Il lato B della vita

Ovvero l’insospettabile virtù dell’insuccesso.

Mensa Italia
5 min readJul 12, 2021

Pasquale è ormai giunto allo stremo. La vita non è stata clemente con lui: quarantenne, appena scarcerato, aiutato solo dal cugino che tenta di reinserirlo onestamente nella società, fatica non poco a capire le evoluzioni del mondo del lavoro, così diverso da quello che ha lasciato forzatamente per scontare una pena per altro ingiusta. Pasquale passa con tenacia e determinazione da un impiego all’altro, provando anche a ottenere l’agognato posto statale, trovandosi però spesso inadatto o impreparato, vessato dai datori di lavoro anche a causa delle sue presunte inclinazioni sessuali e costretto ad abbandonare precocemente gli impieghi. Quando però tutto sembra perduto, una singola buona azione lo affranca: il ritrovamento dell’amato animale domestico di una signora benestante (una Luciana Turina in splendida forma), che gli varrà la sua eterna riconoscenza e segnerà l’inizio di una relazione appagante per entrambi, ma, soprattutto, la fine delle incertezze e il completamento del suo percorso di espiazione.

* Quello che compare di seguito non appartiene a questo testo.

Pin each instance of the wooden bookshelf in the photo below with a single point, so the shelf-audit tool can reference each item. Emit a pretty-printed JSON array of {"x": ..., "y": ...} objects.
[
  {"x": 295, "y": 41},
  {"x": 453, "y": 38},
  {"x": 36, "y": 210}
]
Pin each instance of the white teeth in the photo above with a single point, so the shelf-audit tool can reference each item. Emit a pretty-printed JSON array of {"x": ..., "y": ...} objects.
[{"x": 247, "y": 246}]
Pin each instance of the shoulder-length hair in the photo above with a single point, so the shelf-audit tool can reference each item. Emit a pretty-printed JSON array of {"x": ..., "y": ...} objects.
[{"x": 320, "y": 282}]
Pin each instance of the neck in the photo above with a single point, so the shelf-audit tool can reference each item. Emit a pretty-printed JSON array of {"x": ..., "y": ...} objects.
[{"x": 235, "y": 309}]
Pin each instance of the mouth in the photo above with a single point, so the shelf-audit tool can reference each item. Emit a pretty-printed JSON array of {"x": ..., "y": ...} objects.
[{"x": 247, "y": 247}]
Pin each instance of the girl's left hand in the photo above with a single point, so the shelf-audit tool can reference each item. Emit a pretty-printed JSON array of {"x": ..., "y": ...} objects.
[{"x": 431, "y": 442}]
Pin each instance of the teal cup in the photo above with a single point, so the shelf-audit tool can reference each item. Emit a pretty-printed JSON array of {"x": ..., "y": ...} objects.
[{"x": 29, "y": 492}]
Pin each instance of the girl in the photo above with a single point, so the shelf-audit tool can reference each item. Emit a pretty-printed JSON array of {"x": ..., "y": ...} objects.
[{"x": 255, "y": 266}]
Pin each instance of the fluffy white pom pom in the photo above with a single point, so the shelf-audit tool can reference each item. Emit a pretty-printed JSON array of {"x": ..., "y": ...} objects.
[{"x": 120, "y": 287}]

Da questa opera di Luciano Salce del 1982, Vieni avanti, cretino!, interpretata da attori di altissimo profilo come Pasquale Zagaria (vero nome di Lino Banfi), Gigi Reder (magistrale interprete della figura basso-borghese del ragionier Filini nelle epopee fantozziane) e Alfonso Tomas, possiamo sicuramente trarre anche un’interpretazione del senso della vita: sii te stesso e, prima o poi, troverai la tua strada.

Pasquale, infatti, si realizza nonostante la mancanza di affermazione tramite la conquista di un posto nella catena produttiva. Come lui anche diversi altri antieroi del cinema degli anni ’80, protagonisti di numerosi lungometraggi, la maggior parte dei quali incentrati sulle tematiche della realizzazione e della ricerca del senso della vita. Tema quest’ultimo centrale nel film di denuncia sociale Il ragazzo di campagna (1984) con un inedito Renato Pozzetto nel ruolo, a tratti drammatico, di un contadino che come un novello Enea parte dalla periferia rurale alla ricerca della propria identità in città. Al termine del suo viaggio il protagonista comprende però che il senso della vita risiede nel ritorno alle origini, alla sua fattoria, dove continuare a lavorare nei campi e sposare la donna che lo ha sempre amato.

Di fatto è nelle produzioni erroneamente bollate come ‘film di serie B’ che ritroviamo invece l’esperienza di pura ricerca del significato delle nostre esistenze.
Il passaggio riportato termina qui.